Haye does acknowledge, however, that putting his body through the rigours of a training camp doesn’t get easier over time: “It’s hard. My body is in bits the whole time. I’m always tired, my back is killing me, my knees... I can definitely feel that I’m getting older. I don’t recover as well as I did ten years ago. But I’m doing stuff better than I used to - I’m pushing more weight, I’m running faster, jumping higher than I did when I was 22. Although I felt a little fresher back then, I still feel I’m producing the goods at the ripe old age of 32. Wait, 33 next month!”
Haye opens his eyes wide in mock terror as he contemplates the onset of 33. Yet one area where he certainly seems to have improved with age is in durability. After all, the younger vintage Haye was knocked down by journeyman Lolenga Mock in 2003, and then stopped when he punched himself out against cruiserweight Carl Thompson a year later - the latter being his only loss aside from the points defeat he suffered against Wladimir Klitschko in 2011.

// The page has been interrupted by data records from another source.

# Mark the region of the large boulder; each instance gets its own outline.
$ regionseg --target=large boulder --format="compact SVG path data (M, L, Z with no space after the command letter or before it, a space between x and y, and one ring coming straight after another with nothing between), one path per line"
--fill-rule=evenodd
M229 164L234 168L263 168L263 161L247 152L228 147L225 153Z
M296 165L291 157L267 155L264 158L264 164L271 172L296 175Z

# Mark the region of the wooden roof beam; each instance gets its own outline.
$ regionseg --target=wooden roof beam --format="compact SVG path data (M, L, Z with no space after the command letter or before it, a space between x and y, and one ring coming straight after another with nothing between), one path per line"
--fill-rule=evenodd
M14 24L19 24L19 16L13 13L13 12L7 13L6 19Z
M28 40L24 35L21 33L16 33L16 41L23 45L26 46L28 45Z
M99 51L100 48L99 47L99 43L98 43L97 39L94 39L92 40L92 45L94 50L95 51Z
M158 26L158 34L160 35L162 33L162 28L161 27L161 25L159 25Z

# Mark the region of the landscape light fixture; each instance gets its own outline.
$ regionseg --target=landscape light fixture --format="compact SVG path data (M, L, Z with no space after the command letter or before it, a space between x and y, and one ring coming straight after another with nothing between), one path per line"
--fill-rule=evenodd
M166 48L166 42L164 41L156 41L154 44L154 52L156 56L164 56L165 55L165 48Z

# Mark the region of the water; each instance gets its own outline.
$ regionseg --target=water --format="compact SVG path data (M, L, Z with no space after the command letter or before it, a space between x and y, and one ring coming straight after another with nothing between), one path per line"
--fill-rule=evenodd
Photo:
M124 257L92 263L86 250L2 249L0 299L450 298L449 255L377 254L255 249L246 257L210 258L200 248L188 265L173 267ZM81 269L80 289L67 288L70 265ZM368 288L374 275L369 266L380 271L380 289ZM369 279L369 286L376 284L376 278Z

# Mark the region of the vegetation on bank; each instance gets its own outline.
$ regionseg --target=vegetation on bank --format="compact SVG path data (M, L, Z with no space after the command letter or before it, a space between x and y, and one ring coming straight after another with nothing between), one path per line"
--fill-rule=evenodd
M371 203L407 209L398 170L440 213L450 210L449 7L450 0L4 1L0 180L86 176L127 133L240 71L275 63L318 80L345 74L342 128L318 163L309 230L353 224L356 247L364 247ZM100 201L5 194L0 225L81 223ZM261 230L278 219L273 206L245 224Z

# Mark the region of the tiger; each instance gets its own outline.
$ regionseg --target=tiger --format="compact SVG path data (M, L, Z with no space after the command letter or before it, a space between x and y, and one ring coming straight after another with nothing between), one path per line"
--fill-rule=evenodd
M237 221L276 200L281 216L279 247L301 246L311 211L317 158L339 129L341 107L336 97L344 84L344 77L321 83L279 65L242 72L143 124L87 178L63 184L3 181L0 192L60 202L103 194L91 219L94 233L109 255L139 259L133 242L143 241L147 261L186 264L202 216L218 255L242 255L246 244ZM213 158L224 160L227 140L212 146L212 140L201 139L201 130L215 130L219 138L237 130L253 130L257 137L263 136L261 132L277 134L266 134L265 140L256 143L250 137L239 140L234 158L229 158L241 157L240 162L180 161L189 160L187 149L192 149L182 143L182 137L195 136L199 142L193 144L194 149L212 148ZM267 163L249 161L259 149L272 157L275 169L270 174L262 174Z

“I know that I take a better shot now than I did once,” he confirms. “That punch that Wladimir Klitschko hit me with - if he’d hit me with that seven years prior, I’d have been sleeping on the canvas. But over time your neck muscles, your jaw, your physical strength all improve.”
Haye’s passive display in his loss to the younger Klitschko brother, and his toe injury excuses in the aftermath, marked a low point in his public perception. Looking back, does he wish he’d done things differently?
“I never look at life like that,” he replies. “If I was to fight him again, I’d obviously do things differently - but I’m never the type of person to wish I’d done this or wish I didn’t say that.
“Whatever happens, happens. I lost fair and square to him, so there’s nothing for me to complain about. I’d love the opportunity to do it again. Whether or not he gives me the opportunity to do that remains to be seen. But it’s these fights against the likes of Tyson Fury that get the world excited. And that will also get me closer to a title shot, whether it’s against Wladimir in a rematch or Vitali [Klitschko], who’s recently made a bit of noise about fighting me.
“Now, whether he’s said that because he’s got some political thing he wants to push through and he needs his name in the public... I don’t know what his game is. But I certainly do want a heavyweight title back around my waist and back in Britain.”
That may be Haye’s ultimate goal before he retires, but he’s fully focused on the large figure of Fury first. And, the way Haye sees things, it may not be physical factors that will cause Fury’s demise.
“He’s lost it mentally in a few fights I’ve seen,” says Haye. “In his last couple of fights, he was emotionally all over the place. He’s a bit erratic. But maybe he’ll realise the enormity of this fight when he gets out there.
“It’s going either one of two ways: he’s either going to lose it completely, or he’ll rise to the occasion. When he’s fighting guys like [Fury’s last opponent] Steve Cunningham, who can’t punch his way out of a wet paper bag, and he gets knocked down, it’s going to put big question marks in his own mind.
“Everyone knows that Cunningham is quite skilful, but can’t punch. Whereas with me, the first thing everyone who’s fought me says is: ‘He punches f**king hard.’ Every single person I’ve been in the ring with has had to respect my power. Anyone who hasn’t respected it has been knocked down within seconds.
“John Ruiz is a two-time world champion who’s renowned for his toughness - he had been in there with the likes of Evander Holyfield, going the distance three times. Within the first minute of fighting me, he was on his backside because he didn’t respect me. He thought he could charge across the ring and rough me up.
“So if Fury wants to come out and act like that - to try and impose himself on me - it’s going to be a really short fight. But however he tries to play it, Tyson Fury is going to get knocked spark out.”